Geçtiğimiz günlerde katıldığım Kırklareli Aşağı Pınar Höyüğü kazı alanında düzenlenen Türkiye’nin ilk açık hava müzesi gezisi bende bu yazıyı yazma heyecanı yarattı. (TAKSAV Edirne Temsilciliği organizasyonu) (https://hudutgazetesi.com/kultur-sanat/ikinci-gobeklitepe-kirklarelinde )
Ardından Prof.Dr. Ahmet Yaraş’ın Cumhuriyetin 100.Yılında Trakya’nın Kültürel Mirasına Dair Kısa Genel Değerlendirme ve Öneriler başlığı altındaki sunumu (MMO Edirne Şubesi-Trakya’da Sanayileşme ve Çevre Sempozyumu)
(https://hudutgazetesi.com/guncel/karaagaca-lozan-yerleskesi-onerisi )da tetikledi.

Gözlemleme ve dinleme esnasında arkeolojik kazılar sonucu elde edilen eserlerden pek çoğunun mutfak eşyaları-kap kacaklar olduğunu düşündüm. Yeme içme kültürünün binlerce yıl önceki temellerinin yapı taşları. Somut bulgular. ,. Günümüze ışık tutan ve yenileri çıkartılacak bu eserler bize neler anlatmıyor ve neler anlatmayacak ki?

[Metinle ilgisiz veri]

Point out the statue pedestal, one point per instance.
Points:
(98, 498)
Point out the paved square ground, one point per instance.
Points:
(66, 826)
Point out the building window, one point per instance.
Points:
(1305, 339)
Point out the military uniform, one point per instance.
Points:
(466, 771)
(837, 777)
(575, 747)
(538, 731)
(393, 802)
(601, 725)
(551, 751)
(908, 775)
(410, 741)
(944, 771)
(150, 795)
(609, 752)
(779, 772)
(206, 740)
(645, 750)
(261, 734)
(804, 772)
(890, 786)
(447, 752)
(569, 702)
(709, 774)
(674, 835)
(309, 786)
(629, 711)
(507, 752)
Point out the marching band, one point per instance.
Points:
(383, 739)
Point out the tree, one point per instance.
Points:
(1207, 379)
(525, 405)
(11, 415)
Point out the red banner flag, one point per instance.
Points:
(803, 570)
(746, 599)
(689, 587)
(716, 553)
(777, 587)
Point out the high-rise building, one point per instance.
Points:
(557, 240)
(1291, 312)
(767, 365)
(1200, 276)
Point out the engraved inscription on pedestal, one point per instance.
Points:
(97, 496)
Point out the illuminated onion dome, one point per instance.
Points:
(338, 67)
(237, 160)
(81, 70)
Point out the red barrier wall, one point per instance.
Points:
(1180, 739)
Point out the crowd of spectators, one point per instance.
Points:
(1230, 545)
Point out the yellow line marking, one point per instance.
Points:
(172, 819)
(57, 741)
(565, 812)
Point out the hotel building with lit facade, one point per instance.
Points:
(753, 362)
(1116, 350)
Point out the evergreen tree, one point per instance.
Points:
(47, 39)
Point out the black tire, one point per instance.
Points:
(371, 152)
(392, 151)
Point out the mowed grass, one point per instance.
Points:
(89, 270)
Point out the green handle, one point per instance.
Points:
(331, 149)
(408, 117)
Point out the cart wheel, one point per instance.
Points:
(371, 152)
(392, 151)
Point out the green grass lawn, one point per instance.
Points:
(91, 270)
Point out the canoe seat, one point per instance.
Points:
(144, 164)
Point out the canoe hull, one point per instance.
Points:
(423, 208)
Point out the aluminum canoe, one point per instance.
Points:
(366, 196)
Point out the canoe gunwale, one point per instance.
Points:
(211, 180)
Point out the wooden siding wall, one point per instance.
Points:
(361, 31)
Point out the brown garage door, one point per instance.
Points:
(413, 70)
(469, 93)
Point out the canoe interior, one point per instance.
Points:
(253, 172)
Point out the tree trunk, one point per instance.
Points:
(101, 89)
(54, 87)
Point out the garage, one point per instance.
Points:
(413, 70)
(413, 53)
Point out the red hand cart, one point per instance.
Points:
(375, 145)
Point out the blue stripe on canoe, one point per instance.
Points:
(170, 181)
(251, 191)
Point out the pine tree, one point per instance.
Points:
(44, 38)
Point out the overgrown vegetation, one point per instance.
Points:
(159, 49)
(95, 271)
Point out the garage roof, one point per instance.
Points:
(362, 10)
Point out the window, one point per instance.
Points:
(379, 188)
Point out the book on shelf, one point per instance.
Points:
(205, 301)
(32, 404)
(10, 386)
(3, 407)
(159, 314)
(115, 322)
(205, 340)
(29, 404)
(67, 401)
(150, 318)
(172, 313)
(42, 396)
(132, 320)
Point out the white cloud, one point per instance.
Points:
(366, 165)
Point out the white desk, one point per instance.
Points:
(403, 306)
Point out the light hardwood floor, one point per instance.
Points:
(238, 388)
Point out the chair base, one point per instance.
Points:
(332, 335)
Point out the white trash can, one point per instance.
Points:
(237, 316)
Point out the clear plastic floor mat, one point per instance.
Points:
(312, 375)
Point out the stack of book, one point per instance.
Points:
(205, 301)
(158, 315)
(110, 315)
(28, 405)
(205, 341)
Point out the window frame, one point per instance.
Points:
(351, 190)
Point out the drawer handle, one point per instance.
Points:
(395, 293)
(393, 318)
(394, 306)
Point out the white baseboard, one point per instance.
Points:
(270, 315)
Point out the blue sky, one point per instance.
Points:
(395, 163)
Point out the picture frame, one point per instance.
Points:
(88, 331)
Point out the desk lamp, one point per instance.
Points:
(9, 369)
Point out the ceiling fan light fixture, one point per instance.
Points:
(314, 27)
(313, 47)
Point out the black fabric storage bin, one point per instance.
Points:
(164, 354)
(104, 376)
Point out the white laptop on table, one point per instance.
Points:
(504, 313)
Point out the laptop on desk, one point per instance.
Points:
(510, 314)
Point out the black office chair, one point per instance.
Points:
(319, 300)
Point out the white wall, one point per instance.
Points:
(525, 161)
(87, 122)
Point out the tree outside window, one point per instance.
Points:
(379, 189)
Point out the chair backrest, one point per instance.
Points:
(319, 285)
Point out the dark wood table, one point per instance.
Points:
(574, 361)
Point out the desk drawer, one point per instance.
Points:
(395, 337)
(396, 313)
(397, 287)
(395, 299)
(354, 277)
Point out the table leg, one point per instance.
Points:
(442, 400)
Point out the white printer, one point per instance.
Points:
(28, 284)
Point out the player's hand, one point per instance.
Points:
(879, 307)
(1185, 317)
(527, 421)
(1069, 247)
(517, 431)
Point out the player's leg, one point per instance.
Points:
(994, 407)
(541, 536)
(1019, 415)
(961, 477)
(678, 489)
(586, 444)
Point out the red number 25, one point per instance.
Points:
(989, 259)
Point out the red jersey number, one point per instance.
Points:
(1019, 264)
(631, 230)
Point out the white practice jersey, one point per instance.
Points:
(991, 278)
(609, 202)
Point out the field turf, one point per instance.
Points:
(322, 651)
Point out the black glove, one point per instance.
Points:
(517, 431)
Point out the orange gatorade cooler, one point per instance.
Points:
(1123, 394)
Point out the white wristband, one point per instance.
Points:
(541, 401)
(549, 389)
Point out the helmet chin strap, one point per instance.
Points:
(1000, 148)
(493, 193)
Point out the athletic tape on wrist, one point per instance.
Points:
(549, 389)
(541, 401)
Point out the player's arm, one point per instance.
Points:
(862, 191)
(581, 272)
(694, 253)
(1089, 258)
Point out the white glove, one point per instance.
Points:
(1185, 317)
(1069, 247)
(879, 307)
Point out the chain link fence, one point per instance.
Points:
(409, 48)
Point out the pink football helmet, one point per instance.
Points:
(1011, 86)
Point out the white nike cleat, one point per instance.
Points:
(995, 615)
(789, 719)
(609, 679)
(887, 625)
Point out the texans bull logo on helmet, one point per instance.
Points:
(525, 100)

Zira insanoğlunun var olmak için binlerce yıldır sürdürdüğü serüvenin belki de ilki yemek.
Ne yedikleri, ne şekilde besin elde edip, besin üretiminde geçirdikleri evreleri paleoetnolojix arkeoloji ilimleri alanında çalışan uzmanların çalışmalarından öğreniyor ve heyecanlanıyoruz.
Dünyanın her yerindeki toplulukların ilk ve en ilksel besinlerinin avcılık ve toplayıcılık faaliyetleri ile elde edildiğini biliyoruz artık. Doğadan bulunanlar ilk haliyle tüketiliyor.

Bu safhadan sonra yerleşik düzene geçişle tarım faaliyetleri ile besin üretimine başlanıp bitkiler ve hayvanların ehlileştirilmesi süreci besin türleri ve seçiciliği açısından beslenmede önemli bir aşama!
Ateşin bulunması ise bir devrim. Pişirme ile yumuşayan besinlerin tüketilmesi ise yeme şeklinde değişim yaratıyor. Çiğneme ve yutma ile ağız ve çene yapıları da değişime uğruyor.

Malzemenin ateşle buluşturulduğu pişirme eylemi için oluşturulan fırın, ocak gibi yerlerde pişirme eyleminin ilk malzemeleri. Oluşan ihtiyaca göre pişirme, saklama, yeme içme araçları ve ilk pişirilen yiyecekler ile meydana getirilen mutfaklar.
Toprak, taş, kil, kemik, deri, saz, demir, bakır, altın, tahta, cam, gibi malzemelerden çeşitli şekillerde üretilen kap kacaklar beslenme ve mutfak kültürünün somut göstergeleri.

Binlerce yıllık yeme içme serüveninde yine binlerce yıllık süreçte oluşturulan ilk mutfaklar yeme içme kültürünün; yiyecekler, yeme içme düzeni, davranış kalıpları ile şekillendiği yerler.
Çünkü insanoğlu oluşturduğu bu alanda tadım, dokunma, değiştirme deneyimleri ile “yeme eylemini” bir yaşam biçimi ve toplumsal kimliğe dönüştürmüş.

Bugün “mutfak kültürü” olarak tanımladığımız bu kimlik coğrafi ve toplumsal etmenler (dinsel normlar, cinsiyet fiziksel farklılıklar, davranış kalıpları, birlikteliği sağlayan gelenekler, etkileşimler )’den oluşan bir değerler bütünü. Toplumlar arası farklılıklar gösterse de geçmişten bugüne getirerek geleceği aktarımını sağlayan insanoğlu bu değerler bütünü mutfağın korunması gereken “kültürel miras” olduğu hassasiyet ve kararlılığı ile 2003 yılında “mutfak kültürü”nü Somut Olmayan Kültürel Miras Sözleşmesi ile korunması gereken kültürler kapsamına almış.
Sözleşmeye 2006 yılında dahil olan ülkemizde Gaziantep, Hatay gibi Edirne Mutfağının da bu kapsama girecek korunması gereken bir mutfak olduğunu ayrıca belirtmek isterim.